Re: [RFC] single cqe per link

From: Pavel Begunkov <asml.silence@gmail.com>
To: "Jens Axboe" <axboe@kernel.dk>, "Carter Li 李通洲" <carter.li@eoitek.com>
Cc: io-uring <io-uring@vger.kernel.org>
Subject: Re: [RFC] single cqe per link
Date: Tue, 25 Feb 2020 13:12:19 +0300	[thread overview]
Message-ID: <1e733dd7-acd4-dde6-b3c5-c0ee0fbeda2a@gmail.com> (raw)
In-Reply-To: <56a18348-2949-e9da-b036-600b5bb4dad2@kernel.dk>

On 2/25/2020 6:13 AM, Jens Axboe wrote:
>>> I still think flags tagged on sqes could be a better choice, which
>>> gives users an ability to deside if they want to ignore the cqes, not
>>> only for links, but also for normal sqes.
>>>
>>> In addition, boxed cqes couldn’t resolve the issue of
>>> IORING_IO_TIMEOUT.
>>
>> I would tend to agree, and it'd be trivial to just set the flag on
>> whatever SQEs in the chain you don't care about. Or even an individual
>> SQE, though that's probably a bit more of a reach in terms of use case.
>> Maybe nop with drain + ignore?

Flexible, but not performant. The existence of drain is already makes
io_uring to do a lot of extra stuff, and even worse when it's actually used.

>>
>> In any case it's definitely more flexible.

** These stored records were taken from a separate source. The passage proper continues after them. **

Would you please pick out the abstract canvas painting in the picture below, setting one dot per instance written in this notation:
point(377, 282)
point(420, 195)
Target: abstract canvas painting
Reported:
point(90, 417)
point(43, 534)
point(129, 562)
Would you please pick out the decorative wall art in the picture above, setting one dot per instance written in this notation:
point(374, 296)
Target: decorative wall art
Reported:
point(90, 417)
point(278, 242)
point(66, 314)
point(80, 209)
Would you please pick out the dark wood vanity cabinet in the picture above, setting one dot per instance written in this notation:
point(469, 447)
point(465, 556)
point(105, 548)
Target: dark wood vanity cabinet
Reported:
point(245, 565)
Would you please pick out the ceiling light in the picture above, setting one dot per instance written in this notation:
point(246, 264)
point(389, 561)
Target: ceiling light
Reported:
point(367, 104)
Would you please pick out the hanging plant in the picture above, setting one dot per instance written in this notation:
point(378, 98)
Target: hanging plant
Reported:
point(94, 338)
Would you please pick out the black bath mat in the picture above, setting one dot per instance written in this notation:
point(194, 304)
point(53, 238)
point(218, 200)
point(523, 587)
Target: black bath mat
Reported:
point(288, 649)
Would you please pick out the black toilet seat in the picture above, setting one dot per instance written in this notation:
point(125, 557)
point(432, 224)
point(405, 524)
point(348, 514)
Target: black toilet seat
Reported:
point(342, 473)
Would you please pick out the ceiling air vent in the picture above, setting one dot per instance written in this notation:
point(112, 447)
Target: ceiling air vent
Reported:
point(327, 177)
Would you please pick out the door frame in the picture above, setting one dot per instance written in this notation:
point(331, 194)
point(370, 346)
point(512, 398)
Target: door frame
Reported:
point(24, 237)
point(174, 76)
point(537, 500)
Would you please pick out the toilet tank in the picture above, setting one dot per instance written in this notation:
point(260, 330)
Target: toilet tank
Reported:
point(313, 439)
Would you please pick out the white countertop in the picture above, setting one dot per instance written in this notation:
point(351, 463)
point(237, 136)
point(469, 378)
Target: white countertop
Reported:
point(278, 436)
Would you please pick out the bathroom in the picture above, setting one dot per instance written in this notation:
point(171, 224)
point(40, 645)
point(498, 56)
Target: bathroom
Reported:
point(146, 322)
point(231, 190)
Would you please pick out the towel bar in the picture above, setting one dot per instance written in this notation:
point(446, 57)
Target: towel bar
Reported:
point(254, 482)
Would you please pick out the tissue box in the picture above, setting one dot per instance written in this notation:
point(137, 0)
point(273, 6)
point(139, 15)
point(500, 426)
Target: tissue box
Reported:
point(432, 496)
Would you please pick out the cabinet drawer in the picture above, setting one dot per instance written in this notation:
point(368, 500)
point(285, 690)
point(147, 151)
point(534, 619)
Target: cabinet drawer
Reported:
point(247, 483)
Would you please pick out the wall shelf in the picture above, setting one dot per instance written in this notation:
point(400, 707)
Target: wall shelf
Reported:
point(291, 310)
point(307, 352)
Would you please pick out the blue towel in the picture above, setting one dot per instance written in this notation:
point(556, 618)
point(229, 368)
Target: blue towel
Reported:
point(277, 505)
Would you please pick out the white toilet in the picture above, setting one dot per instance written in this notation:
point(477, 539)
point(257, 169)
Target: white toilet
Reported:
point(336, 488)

That's a different thing. Knowing how requests behave (e.g. if
nbytes!=res, then fail link), one would want to get cqe for the last
executed sqe, whether it's an error or a success for the last one.

It makes a link to be handled as a single entity. I don't see a way to
emulate similar behaviour with the unconditional masking. Probably, we
will need them both.

> In the interest of taking this to the extreme, I tried a nop benchmark
> on my laptop (qemu/kvm). Granted, this setup is particularly sensitive
> to spinlocks, they are a lot more expensive there than on a real host.
> 
> Anyway, regular nops run at about 9.5M/sec with a single thread.
> Flagging all SQEs with IOSQE_NO_CQE nets me about 14M/sec. So a handy
> improvement. Looking at the top of profiles:
> 
> cqe-per-sqe:
> 
> +   28.45%  io_uring  [kernel.kallsyms]  [k] _raw_spin_unlock_irqrestore
> +   14.38%  io_uring  [kernel.kallsyms]  [k] io_submit_sqes
> +    9.38%  io_uring  [kernel.kallsyms]  [k] io_put_req
> +    7.25%  io_uring  libc-2.31.so       [.] syscall
> +    6.12%  io_uring  [kernel.kallsyms]  [k] kmem_cache_free
> 
> no-cqes:
> 
> +   19.72%  io_uring  [kernel.kallsyms]  [k] io_put_req
> +   11.93%  io_uring  [kernel.kallsyms]  [k] io_submit_sqes
> +   10.14%  io_uring  [kernel.kallsyms]  [k] kmem_cache_free
> +    9.55%  io_uring  libc-2.31.so       [.] syscall
> +    7.48%  io_uring  [kernel.kallsyms]  [k] __io_queue_sqe
> 
> I'll try the real disk IO tomorrow, using polled IO.

Great, would love to see

-- 
Pavel Begunkov